Pada kuartal II 2025, konsumsi rumah tangga tercatat menyumbang 54,25 persen terhadap PDB, namun pertumbuhannya melambat hingga di bawah 5 persen.
Direktur Pengembangan Big Data Institute for Development of Economics and Finance (Indef) Eko Listiyanto menilai pemerintah belum memberikan perhatian memadai kepada kelompok kelas menengah, meskipun perannya sangat strategis.
“Daya beli kelas menengah perlu diperkuat melalui insentif seperti diskon tarif listrik, subsidi transportasi umum, atau pengurangan beban pajak,” kata Eko Senin (18/8).
Menurutnya, peningkatan daya beli akan berdampak langsung pada konsumsi rumah tangga dan membantu pencapaian target pertumbuhan ekonomi sebesar 5 persen.
Eko juga mengingatkan bahwa ketidakhadiran kebijakan yang berpihak pada kelas menengah dapat mendorong lebih banyak keluarga terjerumus ke dalam kemiskinan, yang pada akhirnya melemahkan permintaan dalam negeri.
“Tanpa insentif, jumlah kelas menengah bisa terus menyusut, demikian juga kontribusinya terhadap PDB,” ujarnya.
Ia turut menyoroti pentingnya desain program perlindungan sosial bagi rumah tangga berpenghasilan rendah agar tidak hanya bersifat bantuan jangka pendek, tetapi juga mampu mendorong kemandirian ekonomi melalui pelatihan keterampilan, akses permodalan, dan pembukaan peluang usaha.
Sinyal pelemahan konsumsi kelas menengah turut tercermin dari kinerja sektor otomotif. Gabungan Industri Kendaraan Bermotor Indonesia (Gaikindo) mencatat penurunan penjualan mobil sebesar 8,6 persen pada semester I 2025, dari 410.020 unit menjadi 374.740 unit dibandingkan periode yang sama tahun lalu. Target tahunan yang semula ditetapkan sebesar 900.000 unit pun kini sedang dievaluasi ulang.
Ketua Umum Gaikindo Yohannes Nangoi menyebutkan bahwa lemahnya daya beli, terutama terhadap barang non-esensial seperti kendaraan, mencerminkan tekanan ekonomi yang dialami masyarakat kelas menengah.
Penurunan transaksi pada pameran otomotif terbesar di Indonesia, GIIAS 2025, meskipun jumlah pengunjung meningkat dibandingkan tahun lalu, menunjukkan kehati-hatian konsumen di tengah situasi ekonomi yang kurang menggembirakan.

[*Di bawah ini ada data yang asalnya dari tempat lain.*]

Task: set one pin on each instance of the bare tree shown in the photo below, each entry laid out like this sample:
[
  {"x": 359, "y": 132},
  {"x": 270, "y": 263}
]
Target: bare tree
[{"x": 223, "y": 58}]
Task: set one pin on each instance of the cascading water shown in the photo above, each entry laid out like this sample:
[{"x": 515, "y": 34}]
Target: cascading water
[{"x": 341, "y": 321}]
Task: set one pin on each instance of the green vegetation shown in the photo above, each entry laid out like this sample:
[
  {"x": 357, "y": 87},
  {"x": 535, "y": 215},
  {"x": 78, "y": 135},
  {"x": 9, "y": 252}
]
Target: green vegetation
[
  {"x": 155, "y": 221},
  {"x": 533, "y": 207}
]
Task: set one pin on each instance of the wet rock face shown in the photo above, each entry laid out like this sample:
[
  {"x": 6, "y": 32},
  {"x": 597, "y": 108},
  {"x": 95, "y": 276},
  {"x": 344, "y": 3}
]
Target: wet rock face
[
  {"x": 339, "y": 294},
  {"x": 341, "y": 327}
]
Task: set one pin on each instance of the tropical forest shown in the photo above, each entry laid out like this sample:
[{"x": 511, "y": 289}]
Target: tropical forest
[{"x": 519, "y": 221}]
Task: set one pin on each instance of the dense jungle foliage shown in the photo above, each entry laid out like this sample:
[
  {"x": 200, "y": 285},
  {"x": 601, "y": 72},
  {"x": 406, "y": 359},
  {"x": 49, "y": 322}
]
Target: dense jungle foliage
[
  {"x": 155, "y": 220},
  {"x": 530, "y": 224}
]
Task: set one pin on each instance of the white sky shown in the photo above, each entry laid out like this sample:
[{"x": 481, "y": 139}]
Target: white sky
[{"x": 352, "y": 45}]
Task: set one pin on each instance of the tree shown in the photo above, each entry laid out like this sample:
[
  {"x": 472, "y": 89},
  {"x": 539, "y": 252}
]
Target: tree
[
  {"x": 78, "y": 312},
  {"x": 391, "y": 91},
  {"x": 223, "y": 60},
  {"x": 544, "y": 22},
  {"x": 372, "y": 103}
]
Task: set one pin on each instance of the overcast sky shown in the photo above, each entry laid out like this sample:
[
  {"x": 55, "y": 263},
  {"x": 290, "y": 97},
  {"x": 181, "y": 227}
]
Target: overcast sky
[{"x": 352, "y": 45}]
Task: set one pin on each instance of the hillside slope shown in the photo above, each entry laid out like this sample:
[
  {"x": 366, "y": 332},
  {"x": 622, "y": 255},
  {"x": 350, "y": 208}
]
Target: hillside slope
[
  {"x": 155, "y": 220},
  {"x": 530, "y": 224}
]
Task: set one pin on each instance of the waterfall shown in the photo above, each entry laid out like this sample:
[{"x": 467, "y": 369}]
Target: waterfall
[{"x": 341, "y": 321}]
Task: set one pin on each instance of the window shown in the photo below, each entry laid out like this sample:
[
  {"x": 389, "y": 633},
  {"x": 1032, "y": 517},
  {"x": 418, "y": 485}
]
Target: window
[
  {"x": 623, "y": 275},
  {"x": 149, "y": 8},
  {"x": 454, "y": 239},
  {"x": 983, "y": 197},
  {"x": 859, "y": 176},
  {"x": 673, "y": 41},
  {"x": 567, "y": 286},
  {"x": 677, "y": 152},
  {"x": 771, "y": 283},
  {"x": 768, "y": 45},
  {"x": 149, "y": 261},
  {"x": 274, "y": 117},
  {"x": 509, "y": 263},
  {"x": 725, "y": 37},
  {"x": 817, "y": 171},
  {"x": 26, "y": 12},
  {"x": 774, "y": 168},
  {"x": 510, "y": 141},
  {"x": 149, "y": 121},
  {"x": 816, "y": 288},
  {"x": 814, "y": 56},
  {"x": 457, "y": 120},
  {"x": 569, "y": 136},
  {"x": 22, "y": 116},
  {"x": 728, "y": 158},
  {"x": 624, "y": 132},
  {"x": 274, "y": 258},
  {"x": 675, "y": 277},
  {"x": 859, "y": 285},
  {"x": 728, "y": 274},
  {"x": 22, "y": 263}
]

“Penurunan penjualan kendaraan di paruh pertama tahun ini menandakan tantangan ekonomi yang nyata. Konsumen semakin berhati-hati dalam membelanjakan uangnya,” ujar Nangoi.
Penurunan konsumsi ini menjadi sinyal peringatan bagi perekonomian nasional, mengingat lebih dari separuh struktur PDB Indonesia masih bergantung pada daya beli masyarakat.